Friedrich Stickler über Glück und "seine" Lottospieler.
DIE PRESSE: Herr Diplomingenieur Stickler, schon im Vorjahr gehörten die Österreichischen Lotterien zu unseren Partnern für die "großen Österreicher". Auch heuer sind Sie wieder dabei. Warum unterstützt ein Unternehmen wie die Lotterien die "Austria'05“?
Friedrich Stickler: Es ist eine großartige Sache, dass wir uns als Österreicher ernst nehmen. Wir haben so viele großartige Menschen, die auf ihren Gebieten hervorragende Leistungen erbringen, Weltklasseleistungen. Manchmal glaube ich, wir sind einfach zu bescheiden, wir sollten unsere Leistungen stärker hervorheben. Das tun wir nur ungern.
Seit Anbeginn ist das die Idee der "Austria'05", die "Die Presse" schon im Vorjahr an mich herangetragen hat: "Die Österreicher des Jahres"! Und das hat mich überzeugt. Deswegen leisten die Österreichischen Lotterien einen Beitrag dazu.
Mittlerweile heften ja viele große Unternehmen soziales Engagement an ihre Fahnen, schon allein aus optischen Gründen.
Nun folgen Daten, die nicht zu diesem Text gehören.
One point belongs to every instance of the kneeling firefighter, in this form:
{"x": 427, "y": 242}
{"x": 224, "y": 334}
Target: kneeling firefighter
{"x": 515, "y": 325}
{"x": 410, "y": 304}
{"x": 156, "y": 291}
Was ist Ihre persönliche Haltung zu Social Sponsoring?
Stickler: Bei uns gibt es ein klares Commitement in Richtung Social Sponsoring. Wir wollen als Unternehmen sozusagen ein guter Staatsbürger sein. Die Menschen in Österreich sollen denken: Gut, dass es die Lotterien gibt.
Das heißt, Sie denken bei Ihren vielfältigen Sponsor-Aktivitäten auch an das Image Ihres Unternehmens?
Stickler: Natürlich muss ich als Unternehmensführer jedes Sponsoring unter einen betriebswirtschaftlichen Gesichtspunkt stellen. Aber das soziale Engagement ist auch in unserer Betriebsphilosophie verankert.
Was bedeutet Glück für Sie persönlich?
Stickler: Das ist eine sehr schwierige Frage. Aus Sicht des Glücksspiels müsste ich Glück in Glück haben umwandeln. Also für mich selbst ist Glück ein Zustand, in dem ich mit mir eins bin. Wenn Menschen, die ich liebe, mich auch lieben. Es ist ein Zustand, in dem genau das eintritt, das ich mir wünsche.
Dem Glücksspiel haftet der Ruf an, Menschen in eine Scheinwelt zu verführen, ihnen schnellen und billig erzielten Reichtum vorzugaukeln. Ihre Meinung?
Stickler: Glücksspiel ist eine große Verantwortung. Wir wollen, dass die Menschen spielen. Aber ich will nicht, dass sie über Gebühr spielen oder sich in Gefahr bringen. Das ist der Unterschied zwischen seriösen und unseriösen Betreibern.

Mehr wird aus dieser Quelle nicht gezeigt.